Published quarterly by the Research Collaboratory
for Structural Bioinformatics Protein Data Bank
Fall 2012
Number 55


Data Query, Reporting and Access

Website Statistics

Access statistics for the second quarter of 2012 are shown.

Unique Visitors
697.83 GB
484.91 GB
755.14 GB

Smart Searching with the Top Bar Suggestion Box

Enter text in the top search bar to quickly find structures based on author, macromolecule name, sequence, ligand name or ID, and more.

The top search bar helps users easily and intuitively create simple text searches.
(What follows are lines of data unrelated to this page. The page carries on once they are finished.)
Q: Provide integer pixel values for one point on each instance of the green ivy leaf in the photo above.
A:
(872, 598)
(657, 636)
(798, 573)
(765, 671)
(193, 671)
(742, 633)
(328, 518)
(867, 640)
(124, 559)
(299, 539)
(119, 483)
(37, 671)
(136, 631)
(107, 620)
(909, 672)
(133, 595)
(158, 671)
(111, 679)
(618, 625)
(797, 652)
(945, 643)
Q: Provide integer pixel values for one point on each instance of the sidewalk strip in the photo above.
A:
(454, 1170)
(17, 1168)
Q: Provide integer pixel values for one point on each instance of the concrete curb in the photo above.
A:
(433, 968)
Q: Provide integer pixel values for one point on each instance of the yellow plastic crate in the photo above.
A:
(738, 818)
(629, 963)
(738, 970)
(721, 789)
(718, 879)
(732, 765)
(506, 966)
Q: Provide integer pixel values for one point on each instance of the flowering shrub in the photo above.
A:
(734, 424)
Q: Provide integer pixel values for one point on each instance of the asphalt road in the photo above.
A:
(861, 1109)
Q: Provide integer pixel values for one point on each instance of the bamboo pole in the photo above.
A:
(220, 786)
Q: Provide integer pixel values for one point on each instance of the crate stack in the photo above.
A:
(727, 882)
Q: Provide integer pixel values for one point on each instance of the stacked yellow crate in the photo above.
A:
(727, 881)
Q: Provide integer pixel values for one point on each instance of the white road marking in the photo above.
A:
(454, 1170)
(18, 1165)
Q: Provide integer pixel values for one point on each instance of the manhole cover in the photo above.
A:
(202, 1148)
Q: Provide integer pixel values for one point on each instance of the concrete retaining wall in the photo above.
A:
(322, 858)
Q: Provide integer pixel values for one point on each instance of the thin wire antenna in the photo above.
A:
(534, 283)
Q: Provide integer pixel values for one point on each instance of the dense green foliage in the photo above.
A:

Typing text in the top search bar launches an interactive pop-up box that suggests possible matches that are organized by categories ranging from author name to ontology terms. The top search can be also be limited to quick searches on Author, Macromolecule name, Sequence, or Ligand by selecting the related icon. Using these categories helps to quickly differentiate between possible search results.

For example, autosuggestions for the input bird include authors whose names contain “bird” and structures from the organism bird.

Users who want to perform a simple, non-categorized text search can click the magnifying glass icon or press return.

The top menu bar also recognizes particular types of syntax. Entering SMILES strings will suggest options to perform substructure, exact structure, or similar chemical structure searches, while typing in a sequence will offer different BLAST search options.

Simple text searches complement other RCSB PDB tools: the Explore Archive widget provides browsable data distribution summaries, Browse Database explores the PDB archive using different hierarchical trees, and Advanced Search combines multiple searches of specific types of data.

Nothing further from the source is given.